Saya sangat paham, bahwa pernikahan tak selalu mulus. Semasa kecil saya melihat, bagaimana struggle-nya ayah dan ibu. Kehidupan mereka banyak gejolak, pertengkaran terjadi layaknya rumah tangga umumnya.
Mereka berhemat mengelola keuangan, agar penghasilan mencukupi kebutuhan sebulan ke depan. Ayah dan ibu berjibaku, agar anak-anaknya tetap sekolah. Dan ada hikmah saya petik, sepelik masalah kalau dihadapi berdua akan terasa berbeda.
Kilasan pemikiran ini, yang meneguhkan semangat menikah. Di kemudian hari, saya mengalami sendiri. Jatuh bangun, perselisihan suami istri terjadi.

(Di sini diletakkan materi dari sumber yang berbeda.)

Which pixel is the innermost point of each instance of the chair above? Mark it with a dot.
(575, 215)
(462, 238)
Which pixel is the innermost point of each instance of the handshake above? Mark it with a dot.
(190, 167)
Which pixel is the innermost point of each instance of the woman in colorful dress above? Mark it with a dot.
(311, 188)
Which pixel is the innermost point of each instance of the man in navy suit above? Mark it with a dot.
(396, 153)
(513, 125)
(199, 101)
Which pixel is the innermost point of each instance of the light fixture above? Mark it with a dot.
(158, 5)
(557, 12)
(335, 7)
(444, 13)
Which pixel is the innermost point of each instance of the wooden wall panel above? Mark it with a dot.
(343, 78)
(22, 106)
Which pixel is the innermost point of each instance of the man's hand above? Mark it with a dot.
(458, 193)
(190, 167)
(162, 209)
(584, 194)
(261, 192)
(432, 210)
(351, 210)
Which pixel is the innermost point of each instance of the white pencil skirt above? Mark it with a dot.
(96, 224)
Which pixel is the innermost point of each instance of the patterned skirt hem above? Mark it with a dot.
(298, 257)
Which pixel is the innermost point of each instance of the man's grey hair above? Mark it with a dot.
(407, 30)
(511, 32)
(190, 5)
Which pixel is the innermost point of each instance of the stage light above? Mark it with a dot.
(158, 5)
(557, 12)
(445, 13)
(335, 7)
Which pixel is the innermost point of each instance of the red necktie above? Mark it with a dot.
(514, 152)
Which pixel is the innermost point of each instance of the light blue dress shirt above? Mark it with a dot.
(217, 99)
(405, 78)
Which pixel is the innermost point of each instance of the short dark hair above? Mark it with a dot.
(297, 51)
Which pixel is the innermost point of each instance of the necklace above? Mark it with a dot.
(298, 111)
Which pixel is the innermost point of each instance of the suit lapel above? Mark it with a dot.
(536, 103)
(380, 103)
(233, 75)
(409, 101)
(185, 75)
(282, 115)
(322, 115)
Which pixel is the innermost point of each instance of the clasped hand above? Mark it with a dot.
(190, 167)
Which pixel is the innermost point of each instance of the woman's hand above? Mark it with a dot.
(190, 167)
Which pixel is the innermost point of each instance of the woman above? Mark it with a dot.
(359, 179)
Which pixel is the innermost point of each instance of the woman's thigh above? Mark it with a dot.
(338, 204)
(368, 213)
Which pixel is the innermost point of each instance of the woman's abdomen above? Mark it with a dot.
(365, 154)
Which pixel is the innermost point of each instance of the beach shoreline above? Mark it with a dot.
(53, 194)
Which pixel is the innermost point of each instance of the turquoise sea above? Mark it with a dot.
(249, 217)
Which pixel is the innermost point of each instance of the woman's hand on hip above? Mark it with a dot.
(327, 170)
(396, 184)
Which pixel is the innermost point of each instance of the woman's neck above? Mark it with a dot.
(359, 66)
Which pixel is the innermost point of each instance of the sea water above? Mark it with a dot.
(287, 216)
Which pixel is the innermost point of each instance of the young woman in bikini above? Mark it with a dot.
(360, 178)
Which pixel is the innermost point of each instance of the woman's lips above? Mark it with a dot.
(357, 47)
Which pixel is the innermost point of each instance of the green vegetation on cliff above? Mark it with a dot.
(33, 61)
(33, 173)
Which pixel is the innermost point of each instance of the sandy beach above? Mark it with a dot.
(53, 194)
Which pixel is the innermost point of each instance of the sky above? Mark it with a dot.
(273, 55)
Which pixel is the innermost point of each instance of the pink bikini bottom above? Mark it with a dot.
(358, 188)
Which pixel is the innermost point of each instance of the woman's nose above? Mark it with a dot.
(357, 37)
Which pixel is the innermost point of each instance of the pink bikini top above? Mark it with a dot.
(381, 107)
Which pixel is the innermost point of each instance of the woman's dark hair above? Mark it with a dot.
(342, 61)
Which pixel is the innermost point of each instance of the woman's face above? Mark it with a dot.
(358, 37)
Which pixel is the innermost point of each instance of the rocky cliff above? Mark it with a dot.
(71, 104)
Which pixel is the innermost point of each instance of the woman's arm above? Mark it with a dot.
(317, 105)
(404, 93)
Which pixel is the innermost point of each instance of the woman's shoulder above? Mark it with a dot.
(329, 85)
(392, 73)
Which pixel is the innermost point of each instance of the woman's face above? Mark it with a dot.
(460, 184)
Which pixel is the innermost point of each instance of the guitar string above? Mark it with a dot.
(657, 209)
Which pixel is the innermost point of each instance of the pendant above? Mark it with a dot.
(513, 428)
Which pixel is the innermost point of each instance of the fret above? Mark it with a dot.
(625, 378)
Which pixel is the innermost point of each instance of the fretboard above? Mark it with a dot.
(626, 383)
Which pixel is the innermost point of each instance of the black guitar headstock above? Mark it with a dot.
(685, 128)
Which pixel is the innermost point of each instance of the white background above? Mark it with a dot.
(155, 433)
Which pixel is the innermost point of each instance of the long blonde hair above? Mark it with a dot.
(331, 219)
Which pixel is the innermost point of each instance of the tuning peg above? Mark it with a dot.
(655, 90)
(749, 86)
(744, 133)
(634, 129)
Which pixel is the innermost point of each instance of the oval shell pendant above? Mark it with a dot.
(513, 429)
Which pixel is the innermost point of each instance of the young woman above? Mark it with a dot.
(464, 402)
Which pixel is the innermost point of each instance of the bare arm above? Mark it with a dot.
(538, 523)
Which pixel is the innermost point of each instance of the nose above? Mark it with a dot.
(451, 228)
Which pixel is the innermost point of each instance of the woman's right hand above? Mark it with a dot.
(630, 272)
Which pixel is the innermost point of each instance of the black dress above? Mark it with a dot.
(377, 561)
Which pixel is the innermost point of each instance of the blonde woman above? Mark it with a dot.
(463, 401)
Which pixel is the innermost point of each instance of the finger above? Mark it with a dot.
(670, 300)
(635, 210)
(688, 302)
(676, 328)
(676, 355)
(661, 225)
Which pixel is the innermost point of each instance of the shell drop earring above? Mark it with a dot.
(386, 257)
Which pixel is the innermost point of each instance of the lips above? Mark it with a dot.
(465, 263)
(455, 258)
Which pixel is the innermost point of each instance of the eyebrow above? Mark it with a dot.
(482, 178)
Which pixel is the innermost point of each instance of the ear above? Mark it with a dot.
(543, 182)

Saya dituntut terus belajar, agar rumah tangga tetap berjalan dengan baik.
Ya, mengatasi masalah sendiri, berbeda dengan dihadapi berdua. Ketika pikiran ini buntu, ada istri memberikan masukan. Ketika saya sedang sempit rezeki, nyatanya pintu rezeki terbuka dari istri.
------
Dulu, ketika keinginan menikah menggebu, ada buku yang getol dibaca. Adalah buku berjudul 'Menikahlah, Engkau Menjadi Kaya' ditulis oleh A. Mudjab Mahali. Ada point sangat masuk akal, baik dari sudut logika maupun religi.Â
Yaitu, bahwa setiap orang lahir membawa rezeki-nya masing-masing. Menikah ibarat mengumpulkan rejeki, yaitu rezeki suami dan rejeki istri. Pun setelah memiliki anak, mereka (anak-anak) juga membawa rezekinya sendiri.
Hal ini saya rasakan, rezeki mengalir setelah menikah. Mula-mula kami tinggal di rumah kontrakan, rezeki meningkat bertahap. Pekerjaan beruntun datang, diiringi bertambahnya pendapatan. Menabung sedikit demi sedikit, bisa pindah dan membeli rumah sendiri.
Ujian kenikmatan berganti, ada saat ujian kesempitan datang. Pernah saya berada, masa sepi pekerjaan sehingga sedikit pemasukan. Sampai saya kepikiran, di mana benarnya kalimat 'menikah membuka pintu rezeki'.
Tak dipungkiri, banyak rumah tangga selesai berawal dari masalah ekonomi. Suami istri tak lagi kompak, karena berada di masa paceklik. Padahal, sunatullah kehidupan demikian adanya. Masa senang dan masa sulit, adalah dua hal yang selalu dipergilirkan.